The Court held that “a compromise is not a lawful mode of transfer of immovable property”, and refused to allow a third party, not privy to the original contract, to defeat a decree based on a valid agreement to sell. The ruling reaffirms the legal sanctity of agreements executed in good faith and condemns misuse of execution proceedings to prejudice rightful claims.

The plaintiff, Isrial, had filed a suit for specific performance based on an agreement to sell dated 10.04.2006, executed by defendant Hassan Deen (D-1) for 1 bigha 06 biswas of land.
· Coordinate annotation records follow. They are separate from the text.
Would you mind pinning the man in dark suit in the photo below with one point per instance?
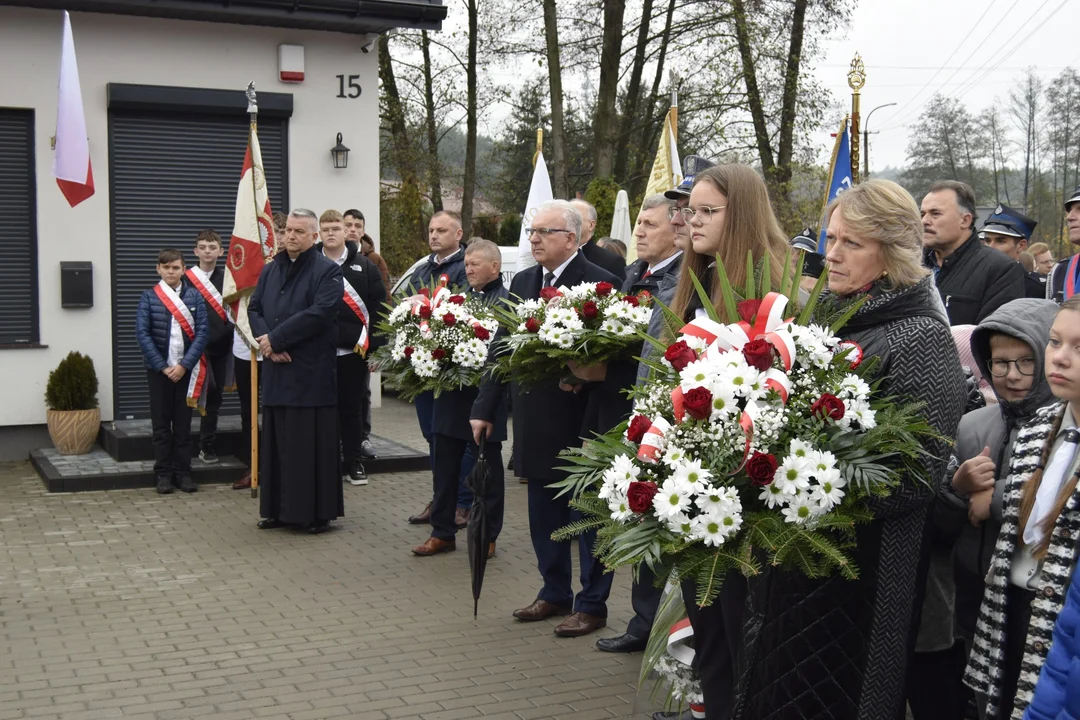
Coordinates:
(548, 419)
(294, 318)
(610, 261)
(453, 432)
(659, 258)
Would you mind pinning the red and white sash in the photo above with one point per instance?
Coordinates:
(356, 304)
(183, 316)
(211, 294)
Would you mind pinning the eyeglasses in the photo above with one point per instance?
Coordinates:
(704, 214)
(999, 368)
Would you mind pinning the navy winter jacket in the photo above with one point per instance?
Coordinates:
(1057, 692)
(153, 323)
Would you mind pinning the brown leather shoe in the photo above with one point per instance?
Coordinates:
(540, 610)
(434, 546)
(578, 624)
(423, 517)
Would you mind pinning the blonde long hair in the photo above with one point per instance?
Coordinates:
(1031, 486)
(750, 226)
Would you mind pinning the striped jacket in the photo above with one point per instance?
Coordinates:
(986, 663)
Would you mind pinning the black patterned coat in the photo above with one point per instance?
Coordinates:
(836, 648)
(986, 662)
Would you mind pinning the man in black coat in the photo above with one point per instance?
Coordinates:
(293, 314)
(454, 435)
(358, 312)
(548, 419)
(1065, 277)
(973, 280)
(206, 277)
(447, 259)
(610, 261)
(658, 258)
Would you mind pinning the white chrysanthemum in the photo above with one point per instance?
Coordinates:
(620, 508)
(674, 456)
(772, 496)
(692, 473)
(800, 511)
(680, 524)
(715, 529)
(793, 475)
(674, 498)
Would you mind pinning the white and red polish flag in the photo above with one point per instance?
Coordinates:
(253, 241)
(71, 161)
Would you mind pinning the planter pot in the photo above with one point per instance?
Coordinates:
(73, 432)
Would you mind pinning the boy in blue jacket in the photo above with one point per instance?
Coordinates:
(172, 331)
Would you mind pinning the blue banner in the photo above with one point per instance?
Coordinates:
(839, 175)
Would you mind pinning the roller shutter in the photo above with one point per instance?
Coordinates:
(172, 176)
(18, 241)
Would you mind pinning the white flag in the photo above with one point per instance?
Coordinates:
(71, 162)
(539, 193)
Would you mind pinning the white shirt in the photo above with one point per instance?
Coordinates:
(557, 271)
(663, 263)
(340, 261)
(175, 340)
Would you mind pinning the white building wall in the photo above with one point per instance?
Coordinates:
(176, 53)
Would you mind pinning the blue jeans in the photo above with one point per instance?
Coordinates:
(426, 415)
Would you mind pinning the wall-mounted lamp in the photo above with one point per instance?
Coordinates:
(340, 154)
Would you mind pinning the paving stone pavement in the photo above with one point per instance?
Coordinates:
(130, 605)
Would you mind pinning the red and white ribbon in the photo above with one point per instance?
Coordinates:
(652, 442)
(184, 317)
(356, 306)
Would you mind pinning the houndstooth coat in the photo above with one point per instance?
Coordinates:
(986, 663)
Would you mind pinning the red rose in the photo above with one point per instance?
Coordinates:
(761, 467)
(758, 354)
(550, 293)
(827, 407)
(679, 355)
(747, 309)
(638, 425)
(639, 496)
(698, 403)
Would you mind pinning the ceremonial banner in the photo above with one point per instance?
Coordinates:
(71, 162)
(539, 193)
(666, 171)
(253, 240)
(839, 176)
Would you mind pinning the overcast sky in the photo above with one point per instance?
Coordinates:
(972, 49)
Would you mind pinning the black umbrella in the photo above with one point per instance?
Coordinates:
(477, 530)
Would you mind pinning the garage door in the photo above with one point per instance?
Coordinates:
(171, 176)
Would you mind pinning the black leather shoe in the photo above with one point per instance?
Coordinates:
(624, 642)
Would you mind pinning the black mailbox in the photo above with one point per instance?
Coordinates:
(77, 284)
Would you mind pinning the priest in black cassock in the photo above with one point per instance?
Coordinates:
(294, 317)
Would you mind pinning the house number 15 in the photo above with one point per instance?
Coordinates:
(350, 81)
An advance of ₹25,000 out of the total consideration of ₹50,000 had been paid on the date of execution.

The land in question was previously part of a larger parcel measuring 3 bighas 12 biswas, ownership of which was finally decreed in favour of Hassan Deen by a civil court decree dated 02.07.2002, affirmed in appeal and further upheld by the High Court in RSA No. 43/2003.

Despite the final decree, revenue entries were not updated, and Hassan Deen subsequently transferred half the land to Jalal Deen (D-2) via mutation No. 446 dated 25.02.2004.
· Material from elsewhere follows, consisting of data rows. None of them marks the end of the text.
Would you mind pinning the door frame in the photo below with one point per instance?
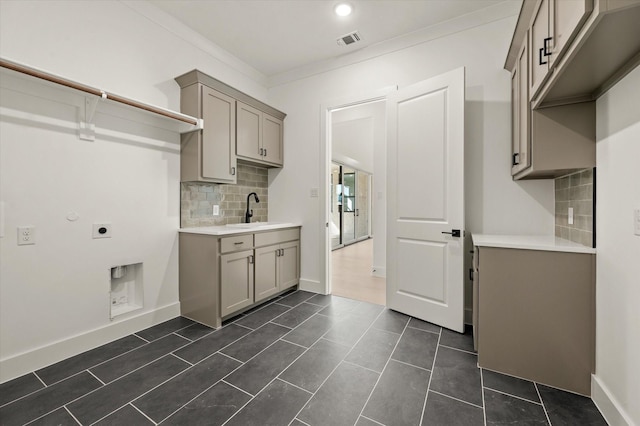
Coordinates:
(325, 170)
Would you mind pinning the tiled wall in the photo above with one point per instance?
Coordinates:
(198, 199)
(575, 190)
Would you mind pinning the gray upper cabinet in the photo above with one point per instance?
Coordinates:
(577, 49)
(555, 24)
(539, 48)
(520, 114)
(237, 128)
(259, 137)
(209, 155)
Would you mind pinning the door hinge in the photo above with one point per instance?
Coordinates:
(453, 233)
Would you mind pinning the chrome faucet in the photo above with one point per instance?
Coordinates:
(249, 213)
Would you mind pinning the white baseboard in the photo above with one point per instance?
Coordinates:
(312, 286)
(610, 408)
(32, 360)
(379, 271)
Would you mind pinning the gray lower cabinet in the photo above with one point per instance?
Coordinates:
(534, 315)
(224, 275)
(277, 269)
(236, 277)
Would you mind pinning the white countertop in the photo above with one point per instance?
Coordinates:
(240, 228)
(530, 242)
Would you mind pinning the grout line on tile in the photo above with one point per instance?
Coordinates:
(248, 328)
(426, 331)
(229, 356)
(296, 344)
(41, 381)
(271, 322)
(207, 389)
(457, 399)
(144, 393)
(484, 405)
(371, 420)
(511, 395)
(140, 337)
(410, 365)
(386, 364)
(363, 367)
(182, 359)
(542, 402)
(141, 412)
(96, 377)
(184, 337)
(240, 389)
(460, 350)
(41, 416)
(343, 360)
(295, 386)
(71, 414)
(433, 366)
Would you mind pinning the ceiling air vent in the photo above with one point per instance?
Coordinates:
(348, 39)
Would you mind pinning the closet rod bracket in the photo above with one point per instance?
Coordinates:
(87, 128)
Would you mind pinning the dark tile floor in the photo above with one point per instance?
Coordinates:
(302, 359)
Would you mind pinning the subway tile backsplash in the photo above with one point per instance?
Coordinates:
(198, 199)
(577, 191)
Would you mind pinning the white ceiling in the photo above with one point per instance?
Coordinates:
(278, 36)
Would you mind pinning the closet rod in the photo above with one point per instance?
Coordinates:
(93, 91)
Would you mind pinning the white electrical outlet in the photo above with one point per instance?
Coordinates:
(26, 235)
(101, 230)
(570, 215)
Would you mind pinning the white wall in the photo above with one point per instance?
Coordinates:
(616, 385)
(54, 295)
(494, 203)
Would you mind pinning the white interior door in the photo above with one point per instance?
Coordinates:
(425, 178)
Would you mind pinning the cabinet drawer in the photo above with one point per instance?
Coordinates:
(237, 242)
(275, 237)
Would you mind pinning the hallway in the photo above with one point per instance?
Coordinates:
(351, 274)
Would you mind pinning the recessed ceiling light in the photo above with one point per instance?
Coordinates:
(343, 9)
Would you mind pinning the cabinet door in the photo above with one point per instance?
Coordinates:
(524, 110)
(236, 281)
(218, 155)
(538, 61)
(266, 279)
(289, 264)
(566, 17)
(515, 122)
(520, 114)
(249, 128)
(272, 139)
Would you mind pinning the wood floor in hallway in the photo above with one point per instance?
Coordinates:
(351, 274)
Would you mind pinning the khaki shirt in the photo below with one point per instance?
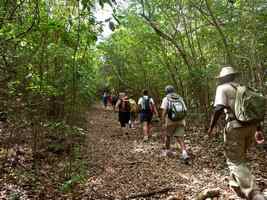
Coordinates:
(225, 95)
(168, 122)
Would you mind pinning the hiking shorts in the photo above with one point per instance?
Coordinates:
(146, 117)
(236, 143)
(176, 131)
(124, 118)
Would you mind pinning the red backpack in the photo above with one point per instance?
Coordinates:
(124, 105)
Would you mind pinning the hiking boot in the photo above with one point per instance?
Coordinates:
(145, 139)
(256, 195)
(237, 192)
(168, 152)
(184, 158)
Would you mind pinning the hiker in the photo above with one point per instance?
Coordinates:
(173, 120)
(114, 100)
(133, 112)
(123, 106)
(147, 108)
(105, 99)
(237, 136)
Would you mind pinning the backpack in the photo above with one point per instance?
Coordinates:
(146, 105)
(133, 105)
(124, 105)
(249, 105)
(176, 108)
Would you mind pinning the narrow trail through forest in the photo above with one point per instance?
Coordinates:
(123, 167)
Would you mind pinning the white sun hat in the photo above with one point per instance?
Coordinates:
(225, 71)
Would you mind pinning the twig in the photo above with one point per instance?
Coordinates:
(149, 193)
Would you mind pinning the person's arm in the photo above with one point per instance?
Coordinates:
(163, 116)
(156, 110)
(259, 136)
(216, 115)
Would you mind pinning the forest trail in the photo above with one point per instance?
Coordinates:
(122, 166)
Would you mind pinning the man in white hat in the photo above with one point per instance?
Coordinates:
(237, 137)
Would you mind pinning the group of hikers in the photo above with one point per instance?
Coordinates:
(244, 111)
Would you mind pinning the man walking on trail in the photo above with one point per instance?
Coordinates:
(123, 106)
(105, 99)
(133, 111)
(173, 120)
(147, 109)
(237, 136)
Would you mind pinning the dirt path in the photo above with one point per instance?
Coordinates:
(123, 166)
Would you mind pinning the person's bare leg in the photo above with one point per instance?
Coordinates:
(180, 140)
(145, 130)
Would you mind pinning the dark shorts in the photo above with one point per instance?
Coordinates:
(124, 118)
(146, 117)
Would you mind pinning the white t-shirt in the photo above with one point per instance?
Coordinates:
(164, 106)
(141, 102)
(225, 95)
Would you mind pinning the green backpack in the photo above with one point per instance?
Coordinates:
(249, 105)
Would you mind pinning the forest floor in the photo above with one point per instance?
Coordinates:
(124, 167)
(115, 166)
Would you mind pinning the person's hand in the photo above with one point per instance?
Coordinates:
(259, 137)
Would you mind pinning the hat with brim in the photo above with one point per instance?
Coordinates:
(225, 71)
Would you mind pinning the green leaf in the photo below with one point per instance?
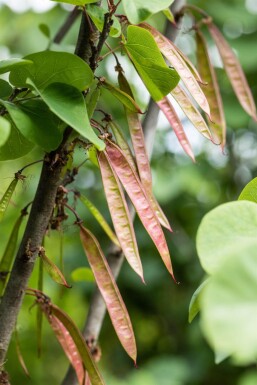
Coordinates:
(123, 97)
(194, 306)
(45, 30)
(139, 10)
(76, 2)
(5, 89)
(82, 274)
(146, 57)
(226, 231)
(229, 306)
(92, 102)
(11, 64)
(97, 13)
(249, 193)
(53, 67)
(15, 146)
(169, 15)
(36, 123)
(53, 271)
(68, 104)
(5, 129)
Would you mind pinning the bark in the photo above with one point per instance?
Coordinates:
(40, 214)
(115, 257)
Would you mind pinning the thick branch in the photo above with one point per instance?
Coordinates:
(115, 256)
(39, 217)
Thereafter, the remaining portion of the land was contracted to be sold to Isrial under the agreement in question. However, when Hassan Deen failed to execute the sale deed, Isrial issued a legal notice, and upon receiving no response, filed a suit for specific performance and permanent injunction.

Breach of Contract Through Collusion and Compromise

The plaintiff alleged that Hassan Deen, in collusion with Jalal Deen, withdrew the execution petition filed for correcting revenue entries, based on a compromise. The High Court noted that:

“The compromise...was a method adopted by Hassan Deen (D-1) and Jalal Deen (D-2) to prejudice the rights of plaintiff Isrial arising from agreement to sell dated 10.04.2006.”
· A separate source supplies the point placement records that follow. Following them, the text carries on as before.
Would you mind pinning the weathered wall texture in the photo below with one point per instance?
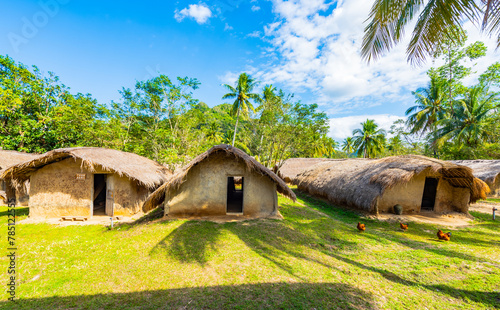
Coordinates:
(20, 195)
(205, 190)
(409, 196)
(128, 196)
(55, 192)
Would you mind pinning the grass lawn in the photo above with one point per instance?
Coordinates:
(315, 258)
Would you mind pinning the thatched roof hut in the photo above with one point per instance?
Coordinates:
(7, 159)
(10, 158)
(85, 181)
(222, 180)
(376, 185)
(292, 167)
(486, 170)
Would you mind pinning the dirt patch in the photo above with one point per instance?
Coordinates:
(453, 219)
(95, 220)
(485, 207)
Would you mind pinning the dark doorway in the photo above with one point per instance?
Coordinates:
(234, 195)
(429, 197)
(99, 194)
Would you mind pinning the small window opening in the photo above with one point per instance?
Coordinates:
(99, 194)
(235, 187)
(429, 195)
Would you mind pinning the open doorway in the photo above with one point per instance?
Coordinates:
(235, 194)
(99, 194)
(429, 196)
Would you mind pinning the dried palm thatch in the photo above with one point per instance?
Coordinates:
(10, 158)
(292, 167)
(358, 183)
(486, 170)
(156, 198)
(145, 171)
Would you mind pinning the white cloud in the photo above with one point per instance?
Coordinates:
(317, 44)
(254, 34)
(228, 78)
(342, 127)
(199, 12)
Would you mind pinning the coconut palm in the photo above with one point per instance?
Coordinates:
(347, 145)
(369, 140)
(471, 119)
(438, 21)
(242, 92)
(430, 107)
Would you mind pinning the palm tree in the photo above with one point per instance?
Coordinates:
(471, 118)
(242, 92)
(369, 140)
(430, 107)
(347, 145)
(270, 102)
(439, 20)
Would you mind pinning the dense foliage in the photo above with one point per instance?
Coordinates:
(159, 118)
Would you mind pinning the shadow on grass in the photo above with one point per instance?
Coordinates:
(20, 211)
(250, 296)
(486, 298)
(190, 242)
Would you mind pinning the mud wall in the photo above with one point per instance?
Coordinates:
(409, 196)
(204, 191)
(55, 191)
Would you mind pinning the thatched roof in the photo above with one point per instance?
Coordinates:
(175, 182)
(10, 158)
(486, 170)
(359, 182)
(292, 167)
(145, 171)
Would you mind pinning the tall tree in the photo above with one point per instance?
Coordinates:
(369, 140)
(472, 116)
(348, 145)
(430, 106)
(242, 93)
(439, 20)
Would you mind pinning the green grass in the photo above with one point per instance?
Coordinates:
(314, 258)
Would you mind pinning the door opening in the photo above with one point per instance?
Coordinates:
(99, 194)
(235, 194)
(429, 196)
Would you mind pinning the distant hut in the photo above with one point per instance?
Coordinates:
(7, 190)
(292, 167)
(486, 170)
(417, 183)
(87, 181)
(222, 181)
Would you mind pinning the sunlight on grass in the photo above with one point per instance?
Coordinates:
(314, 258)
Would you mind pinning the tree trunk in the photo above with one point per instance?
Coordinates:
(236, 126)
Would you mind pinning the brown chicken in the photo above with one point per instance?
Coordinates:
(442, 236)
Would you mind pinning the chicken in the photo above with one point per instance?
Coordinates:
(442, 236)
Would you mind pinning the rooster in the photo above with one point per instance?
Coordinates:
(442, 236)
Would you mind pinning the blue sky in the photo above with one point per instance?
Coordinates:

The Trial Court declined the decree for specific performance, holding that correction of revenue records was a condition precedent to executing the sale deed. However, it did grant a decree of permanent injunction in favour of the plaintiff, finding him to be in possession.

First Appellate Court Rectifies Legal Error and Grants Specific Performance

On appeal, the District Judge, Chamba, reversed the findings of the Trial Court, declaring:

“The agreement could not be said to have been frustrated merely because the revenue entries were not corrected. The conduct of the seller shows he withdrew the execution petition only to defeat the rights of the purchaser.”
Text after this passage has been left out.